If you are like our family, you are still adjusting to getting everyone out the door to school and work on time! I am not the Mom who successfully does the preparing two weeks ahead with the school routine. You know what I am talking about – the lengthy articles that talk about practicing the new bed time, school route, breakfast etc. I always hate for summer vacation to come to an end, maybe even more than my two teens! Just when I get all of us where we need to be, it is time to come home and be the cook, too.

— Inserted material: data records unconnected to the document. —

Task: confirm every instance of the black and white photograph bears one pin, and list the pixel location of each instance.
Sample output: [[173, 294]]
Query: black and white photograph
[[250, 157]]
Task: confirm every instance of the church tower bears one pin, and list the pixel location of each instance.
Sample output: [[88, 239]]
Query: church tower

One of my favorite dinner ideas are the skillet dinners that have the whole meal in one dish, add fresh fruit and a glass of milk, and you are on your way to a healthy end of the day meal! I teach the SNAP Education program in Buffalo County. I reinforce eating healthy on a tight budget and of course, simpler is better. You can find this very recipe and other great budget friendly recipes at the Nebraska Extension Nutrition Education Program
Skillet Lasagna
Ingredients
- 1/2 pound lean ground beef
- 1 small onion
- 1 clove garlic minced or 1/4 tsp. garlic powder
- 1 can 15 oz. tomato sauce
- 1 cup water
- 1/2 tsp. dried oregano
- 1/2 tsp. dried basil
- 3 cups wide noodles uncooked
- 1 package 10 oz. frozen spinach thawed
- 1 cup low fat cottage cheese
- 2 oz. cheese diced or grated.
Instructions
- 1. Brown ground beef, onion and garlic. Drain and rinse fat.
- 2. Add tomato sauce, water, oregano and basil, bring to a boil.
- 3. Add noodles and stir. Cover and boil gently for 5 minutes.
- 4. Break up the thawed spinach into small pieces. Stir into the skillet mixture, bring to a boil.
- 5. Cover and boil gently for 5 more minutes. Stir. Spoon cottage cheese on top. Sprinkle with diced cheese.
- 6. Cover and simmer for about 10 minutes or until noodles are tender. Add water if it is too thick.